他們的避暑山莊位於倫敦郊區的深山老林中,是個盛傳居住著吸血鬼的無人城堡。他們在那裏住了兩年之後,開始不斷有人類前來窺探,終於有一次暗淩不勝其擾,打算親自給他們點教訓,卻被自己的老管家攔在門口:

“公爵大人,您不可以去,您去,只會起到讓無數人類貴婦飛蛾撲火的效果。”

暗淩被他的話凍在原地。老管家卻無視他,接著看向站在暗淩身後的她:

“夫人,您也是一樣,不想在非進食時間被人類男人騷擾,就不要出去了。”

說完轉身,自顧自走向門外,拋下一聲嘆息:

“罪過的美麗呀。”

她又淺淺笑開。那位老管家在暗淩自毀後成了自由民,後來去了獨立派的北王那裏,再不曾見過。他是很少的幾個能讓暗淩無語地立在原地,並且膽敢直視暗淩寒冰眼的人。另一個對“暗淩威懾”免疫的人是個人類,那位麥色皮膚的靈橋領袖,阿卡洛斯·其洛。

剛才的人類父親帶著自己的孩子離開後,她身邊不知何時多了對忘情忘我的年輕戀人。他們在石碑旁細密地吻著彼此,把周圍的一切視作真空。

她看著他們的影子,忽然臉紅了。

那天,開始時只是她和他爭吵。

她盯著他蒼藍色的眼眸,字字擲地有聲:

“你就是怕。因為你除了用武力讓他們臣服,沒有別的方法讓他們視你為活物。”

是的,我們只是一團空氣。一團被所有人忽略的空氣。掙紮著惹人註意。

靠為自己所不恥的那點牽系確認自己的存在。

可笑的孩子。

因為成熟的人,不需要把自己的存在建立在別人的肯定之上。他們只為自己存在,通過提供別人的所需而獲取己需,公平雙贏。

只是,他和她不被任何人需要。

還是,他們太笨,沒有發現呢。

她沒有意識到自己眼中已盈上淚光。

他逼近她,氣息噴上她臉龐,月光般蕭瑟冷涼。忽然拉過她,吻住她。狠狠地,像要把她按進自己的身體一般。

第二天起來,他已不在。

只有胸口那粒關聯他生命和力量的紅,綻開的瞬間被定格,於是真實。屬於他的靈跡。

她的失落被擠出去,再追上臉頰的,已是羞澀。兩百二十年九個月零六天。他與她共度兩百二十年九個月零六天。

她嫁給他整整兩百年的時候,胸口有了他給予的靈跡。

九年零九個月前,那個散發淡淡紅芒的靈跡驟然湮滅。

之後父親的親信興奮地趕來告訴她說:沁淵,他死了。你解放了。

他們的姿態讓她想起傳說中那種救贖世人的神明。以施舍的姿態,邀人膜拜。

傳說中的,不是她心裏的。她心裏的神一直是個伸出自己被砍斷的手臂,在人群的荒原裏流著血淚的人。

信仰在死後,才成為信仰。

今天,那點紅跡再亮,她所見的所擁抱的所信仰的,卻已不是他了。

幽沁淵站起身,緩緩行過廣場。廣場沒有被海水浸沒的那一邊,坐著一個滿身塵土的吉蔔賽女郎,手中不是水晶球,而是聲音暗啞的婉轉鈴,同樣摻了風沙的嗓子唱:

等待的人啊,望眼欲穿。

忽然有什麽濕濕鹹鹹地滲進她的嘴角,撬不開她的唇,於是滿溢出來,向地上墜落。濺在廣場洗白的地表,一記濕印。
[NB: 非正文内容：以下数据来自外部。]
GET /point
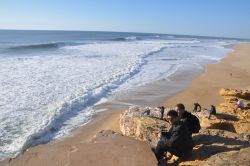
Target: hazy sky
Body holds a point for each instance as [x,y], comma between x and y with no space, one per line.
[228,18]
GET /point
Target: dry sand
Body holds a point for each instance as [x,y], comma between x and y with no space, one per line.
[116,149]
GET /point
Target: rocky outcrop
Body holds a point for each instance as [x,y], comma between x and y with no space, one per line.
[222,135]
[135,122]
[228,116]
[244,94]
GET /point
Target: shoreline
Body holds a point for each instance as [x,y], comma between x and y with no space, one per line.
[204,84]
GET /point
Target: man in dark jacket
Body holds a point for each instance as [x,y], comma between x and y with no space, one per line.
[177,141]
[190,120]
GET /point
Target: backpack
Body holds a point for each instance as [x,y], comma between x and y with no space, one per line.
[193,123]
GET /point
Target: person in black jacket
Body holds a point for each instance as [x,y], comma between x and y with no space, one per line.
[190,120]
[177,140]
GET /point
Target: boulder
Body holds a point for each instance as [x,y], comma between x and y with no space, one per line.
[135,123]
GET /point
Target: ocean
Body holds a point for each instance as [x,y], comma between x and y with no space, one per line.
[50,80]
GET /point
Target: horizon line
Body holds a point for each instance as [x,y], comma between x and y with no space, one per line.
[66,30]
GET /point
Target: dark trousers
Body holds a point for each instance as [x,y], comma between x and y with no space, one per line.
[163,147]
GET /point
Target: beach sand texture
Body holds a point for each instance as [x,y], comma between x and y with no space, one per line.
[110,148]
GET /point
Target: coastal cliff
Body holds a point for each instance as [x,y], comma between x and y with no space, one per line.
[222,135]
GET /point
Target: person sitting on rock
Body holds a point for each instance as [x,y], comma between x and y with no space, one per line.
[177,140]
[239,103]
[212,111]
[197,107]
[162,108]
[191,121]
[146,112]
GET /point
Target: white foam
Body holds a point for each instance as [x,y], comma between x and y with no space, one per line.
[43,94]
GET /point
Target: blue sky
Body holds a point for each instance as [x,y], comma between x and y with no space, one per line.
[226,18]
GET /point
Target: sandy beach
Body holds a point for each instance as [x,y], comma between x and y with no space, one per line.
[80,149]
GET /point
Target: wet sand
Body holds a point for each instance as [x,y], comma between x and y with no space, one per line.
[78,149]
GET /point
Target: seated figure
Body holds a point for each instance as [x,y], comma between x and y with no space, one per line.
[177,140]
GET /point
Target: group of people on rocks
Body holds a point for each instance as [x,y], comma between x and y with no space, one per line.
[178,140]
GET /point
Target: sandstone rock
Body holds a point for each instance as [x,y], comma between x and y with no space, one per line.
[244,94]
[135,124]
[211,142]
[238,158]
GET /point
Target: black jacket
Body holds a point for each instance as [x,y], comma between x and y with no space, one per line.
[191,121]
[179,139]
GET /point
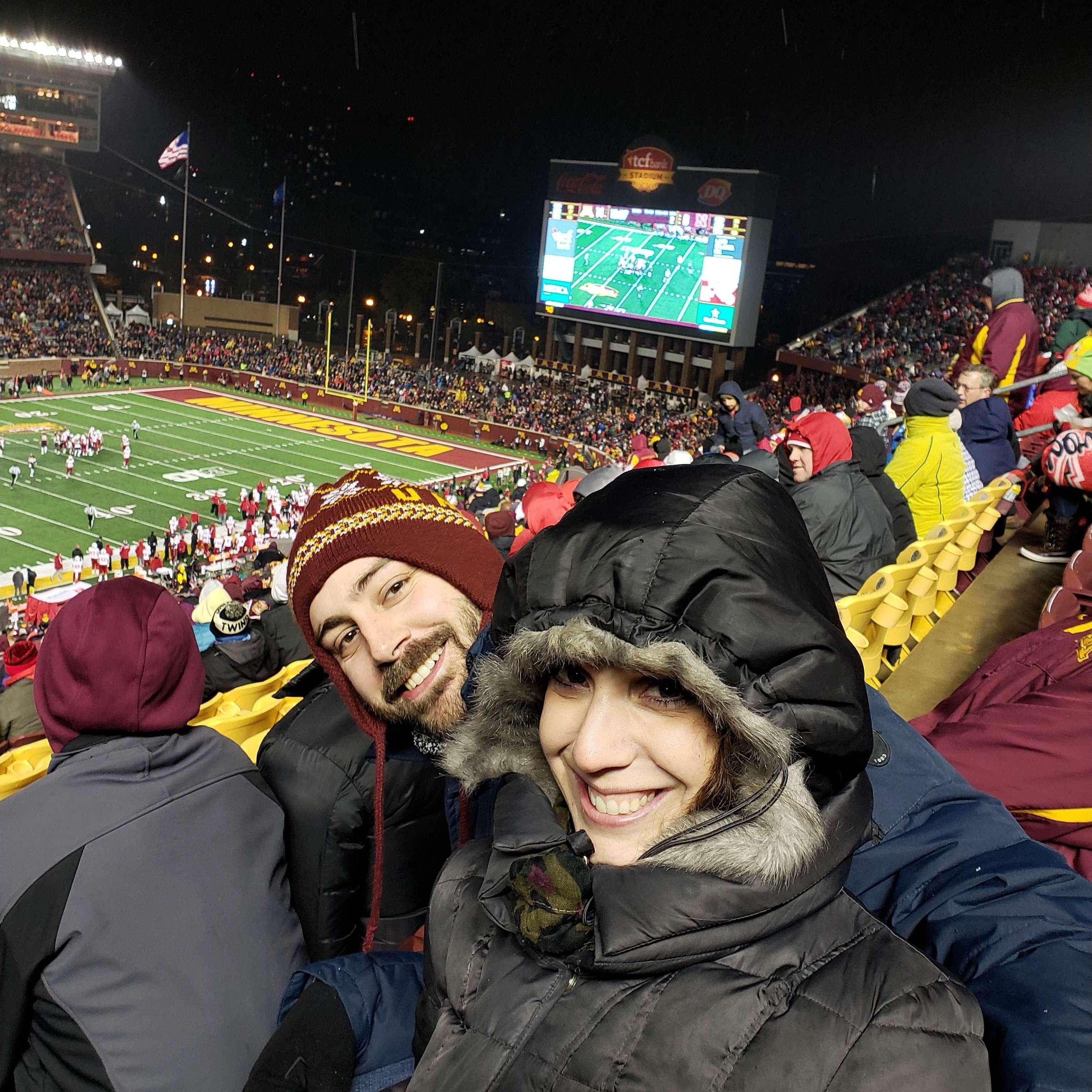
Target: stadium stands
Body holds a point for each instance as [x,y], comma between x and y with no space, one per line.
[241,714]
[923,325]
[48,310]
[37,208]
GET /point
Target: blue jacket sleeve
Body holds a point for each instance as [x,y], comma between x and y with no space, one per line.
[379,993]
[949,870]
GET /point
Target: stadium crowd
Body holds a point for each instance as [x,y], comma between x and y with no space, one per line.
[621,809]
[928,321]
[47,310]
[37,209]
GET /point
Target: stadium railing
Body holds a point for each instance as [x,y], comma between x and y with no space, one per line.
[244,715]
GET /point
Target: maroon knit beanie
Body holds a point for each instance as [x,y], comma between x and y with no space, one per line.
[872,395]
[365,515]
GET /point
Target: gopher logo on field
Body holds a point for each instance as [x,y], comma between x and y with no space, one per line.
[647,167]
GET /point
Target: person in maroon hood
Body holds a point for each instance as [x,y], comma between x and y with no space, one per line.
[1018,730]
[849,525]
[146,931]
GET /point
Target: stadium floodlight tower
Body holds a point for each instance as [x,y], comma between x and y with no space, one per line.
[651,274]
[51,95]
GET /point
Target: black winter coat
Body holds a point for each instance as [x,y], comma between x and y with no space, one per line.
[284,634]
[871,456]
[849,526]
[696,983]
[730,957]
[321,768]
[230,664]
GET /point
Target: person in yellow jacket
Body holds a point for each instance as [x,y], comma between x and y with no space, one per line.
[929,465]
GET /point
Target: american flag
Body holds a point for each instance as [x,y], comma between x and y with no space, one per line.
[178,149]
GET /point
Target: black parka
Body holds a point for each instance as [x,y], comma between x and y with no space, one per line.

唯一的那次親昵之後,她側身在他懷裏睡了。而他的下頜貼著她的額,覺得不舒服,就往下移了些。也沈沈睡去。

他的唇貼著她的額。

以親吻一般的姿態。

那一刻,我們遇見的,就是那短命的愛情吧。

大三的體育選修課有許多種,乒乓球羽毛球排球,網球籃球足球,健美操太極拳,還有國際標準舞。

關靜持選擇國際標準舞的原因是:看起來運動量比較小,而且運動裝備只需要一雙質量較好的高跟鞋和一身舒適的體操服。高中時她和季飔曾參加過市運動會的開幕式表演,當時的紀念品除了幾張紅臉蛋驚人的恐怖照片外,還有那套緊身體操衣。而她自高中起,身高變化便基本維持在 2cm 以內,於是體育選修科目報名時,她順手填了國際標準舞。而季飔的考慮也是一樣,不過順手寫的是健美操。

國標練習室和健美操練習室僅一墻之隔。課程還未開始,關靜持便和季飔一起站在門口聊天,聽到季飔描述陳界這次回來後舉止上的異常,關靜持立即聯想到昨天見到岳明燁時,他三棒子打不出一個屁的惱人模樣,覺得其中大有貓膩。

“昨天一生氣,忘記問明燁那個銀發男人的事情了……哎?陳界和明燁的不正常會不會就是因為那個斯汀……今天把陳界和岳明燁約出來吃午飯好了,順便告訴他們斯汀的事情,再問問他們到底隱瞞了什麽事。嗯。”

有一口沒一口地吸著蘇打水,關靜持打定主意。

她沒有註意到身後一頭銀發飄逸而過,站在她對面的季飔戳戳她,示意她看剛剛擦肩而過的人:

“你們換老師了哎?”

“嗯?”關靜持在她提示之下轉身,向剛剛走進國標練習室的那個人張望。

隨即季飔便看見關靜持將剛吸進嘴裏的蘇打水一口噴在了墻上。季飔被她嚇到,一邊伸手輕拍她脊背,一邊打量那位造成“靜持井噴”的新老師:

“不要緊吧。不過是染了銀發而已啊。”

關靜持指著註意到她的視線,正倚在音響前對自己微笑的男人,頃刻就由伶牙俐齒的外聯部部長變成了小結巴:

“他……他他,他就是……就是我給你說的那個斯汀啊!!!!”

這不是真的吧。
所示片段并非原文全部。